Por el contrario, si la versión ofrecida por el comisionado de seguridad estatal fuese correcta; es decir, que el obispo hubiera decidido todos sus actos del fin de semana hasta haber caído en una situación inesperada que requirió hospitalización de emergencia, las declaraciones oficiales de los obispos dadas en celebraciones eucarísticas y encuentros con medios perderían no sólo veracidad sino que sus voces –junto a la de otros referentes eclesiásticos– perderían legitimidad ante la opinión pública y ante los fieles católicos. La Iglesia no puede renunciar a la verdad en aras de la misericordia; lo explicó con claridad meridiana Benedicto XVI en su encíclica ‘Caritas in veritate’ y lo dice expresamente el Catecismo de la Iglesia Católica: “Ignorar que el hombre posee una naturaleza herida, inclinada al mal, da lugar a graves errores en el dominio de la educación, de la política, de la acción social y de las costumbres”.

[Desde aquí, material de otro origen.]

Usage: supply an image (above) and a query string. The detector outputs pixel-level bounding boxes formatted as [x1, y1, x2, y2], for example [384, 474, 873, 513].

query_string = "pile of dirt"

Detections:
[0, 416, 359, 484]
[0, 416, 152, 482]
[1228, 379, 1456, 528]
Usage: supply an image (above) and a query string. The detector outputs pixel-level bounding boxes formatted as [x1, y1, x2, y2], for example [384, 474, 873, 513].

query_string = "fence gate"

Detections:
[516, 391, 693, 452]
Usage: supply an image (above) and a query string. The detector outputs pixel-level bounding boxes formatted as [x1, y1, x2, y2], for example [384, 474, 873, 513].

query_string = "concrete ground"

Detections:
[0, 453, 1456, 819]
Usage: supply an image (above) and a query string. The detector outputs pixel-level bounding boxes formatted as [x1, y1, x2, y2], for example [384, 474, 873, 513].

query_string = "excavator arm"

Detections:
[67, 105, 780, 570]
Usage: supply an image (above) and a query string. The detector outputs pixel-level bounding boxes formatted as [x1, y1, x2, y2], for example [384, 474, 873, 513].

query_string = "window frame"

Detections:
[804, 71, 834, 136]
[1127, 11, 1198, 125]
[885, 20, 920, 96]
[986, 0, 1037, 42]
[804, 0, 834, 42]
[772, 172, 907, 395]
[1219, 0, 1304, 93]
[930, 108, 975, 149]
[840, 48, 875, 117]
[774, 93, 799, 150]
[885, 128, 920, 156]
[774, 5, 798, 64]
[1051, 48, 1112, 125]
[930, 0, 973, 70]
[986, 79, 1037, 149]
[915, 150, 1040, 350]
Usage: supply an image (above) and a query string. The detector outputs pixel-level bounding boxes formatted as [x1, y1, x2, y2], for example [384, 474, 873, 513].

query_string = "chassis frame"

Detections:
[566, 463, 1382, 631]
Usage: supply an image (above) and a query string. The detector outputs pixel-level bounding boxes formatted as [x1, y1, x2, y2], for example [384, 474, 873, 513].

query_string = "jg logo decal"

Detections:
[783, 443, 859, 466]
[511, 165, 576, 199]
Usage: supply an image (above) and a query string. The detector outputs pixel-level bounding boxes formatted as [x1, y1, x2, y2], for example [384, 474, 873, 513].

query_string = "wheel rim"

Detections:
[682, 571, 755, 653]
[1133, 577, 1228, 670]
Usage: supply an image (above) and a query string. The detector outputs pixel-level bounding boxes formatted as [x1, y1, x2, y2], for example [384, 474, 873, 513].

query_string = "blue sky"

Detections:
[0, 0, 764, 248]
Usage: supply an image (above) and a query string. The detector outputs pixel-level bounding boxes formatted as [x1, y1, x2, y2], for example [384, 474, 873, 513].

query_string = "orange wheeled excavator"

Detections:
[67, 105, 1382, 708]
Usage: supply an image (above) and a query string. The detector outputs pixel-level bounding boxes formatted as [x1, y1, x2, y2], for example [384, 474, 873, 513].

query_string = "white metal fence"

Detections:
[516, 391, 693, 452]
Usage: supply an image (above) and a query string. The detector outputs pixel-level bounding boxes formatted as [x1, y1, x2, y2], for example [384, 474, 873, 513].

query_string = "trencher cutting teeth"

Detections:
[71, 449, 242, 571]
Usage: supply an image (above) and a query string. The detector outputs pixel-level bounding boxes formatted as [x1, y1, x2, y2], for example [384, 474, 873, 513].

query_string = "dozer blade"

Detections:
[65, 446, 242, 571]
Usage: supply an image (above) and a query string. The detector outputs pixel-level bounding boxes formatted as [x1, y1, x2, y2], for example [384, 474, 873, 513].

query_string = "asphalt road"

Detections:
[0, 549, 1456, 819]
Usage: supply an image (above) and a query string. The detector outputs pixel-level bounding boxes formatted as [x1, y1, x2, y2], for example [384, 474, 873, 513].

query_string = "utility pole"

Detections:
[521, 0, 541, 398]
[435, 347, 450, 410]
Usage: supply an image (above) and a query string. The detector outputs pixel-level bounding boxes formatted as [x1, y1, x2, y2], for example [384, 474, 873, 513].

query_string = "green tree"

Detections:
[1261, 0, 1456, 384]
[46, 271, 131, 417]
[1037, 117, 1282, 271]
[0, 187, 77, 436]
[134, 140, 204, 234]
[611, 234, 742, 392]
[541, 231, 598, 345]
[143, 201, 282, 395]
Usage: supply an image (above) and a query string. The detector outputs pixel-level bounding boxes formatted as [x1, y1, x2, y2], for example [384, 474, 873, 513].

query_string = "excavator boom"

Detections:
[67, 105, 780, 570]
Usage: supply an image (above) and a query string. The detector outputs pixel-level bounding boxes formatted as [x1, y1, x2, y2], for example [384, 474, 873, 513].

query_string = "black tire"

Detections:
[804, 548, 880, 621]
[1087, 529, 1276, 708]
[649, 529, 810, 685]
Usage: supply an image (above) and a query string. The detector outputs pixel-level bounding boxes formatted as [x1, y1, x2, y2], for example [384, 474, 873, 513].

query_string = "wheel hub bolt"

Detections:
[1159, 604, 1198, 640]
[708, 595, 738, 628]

Por supuesto se debe defender y proteger la dignidad personal del obispo Rangel; pero las instituciones civiles y religiosas no pueden renunciar a la búsqueda de la verdad y la justicia. Promover o aceptar que se ponga un “punto final” a los inquietantes sucesos en Morelos confirmaría la anuencia pública con la simulación de las responsabilidades tanto del Estado mexicano como de la Iglesia católica y, por tanto, devolvería a ambas instituciones a ese simulacro caprichoso en el que se mantuvieron las relaciones entre el poder político y el eclesiástico durante más de un siglo.
Y eso nos conduce a una última inquietud coyuntural: México vive en estos momentos un proceso electoral masivo y complejo; desde ahora se atestiguan muchas de las incertidumbres institucionales sobre cómo se habrán de definir oficialmente los triunfos y las derrotas de las plataformas políticas en los próximos meses; y es probable que buena parte de la estabilidad nacional habrá de caer bajo la responsabilidad de los sectores intermedios de la sociedad: medios de comunicación, centros educativos, empresas, iglesias, organizaciones civiles, etc.
Al momento, muchos liderazgos de estos sectores han cedido a la verborragia pendenciera, insultante y polarizante en contubernio con grupos partidistas; simulan independencia mientras inciensan disimuladamente a las candidaturas de sus intereses y privilegios (empresarios ofreciendo días de descanso a cambio de votos, periodistas insultando inmotivadamente a personajes políticos, religiosos disfrazando de doctrina eslóganes de candidatos, etc); pero la certidumbre que pueden (y deben) ofrecer dichas instituciones no puede depender de los supuestos o las contingencias electorales. Para la Iglesia católica –el caso de Rangel o el caso del colegio católico que permitió strippers en el día de la madre, lo evidencian–, la autoridad de su palabra no puede depender del vaivén en cómo van revelándose los acontecimientos, porque la mera sospecha de que sus principios y valores están sujetos a la casuística y a la conveniencia política implicaría su proscripción –ganada a pulso– de un debate público serio y necesario.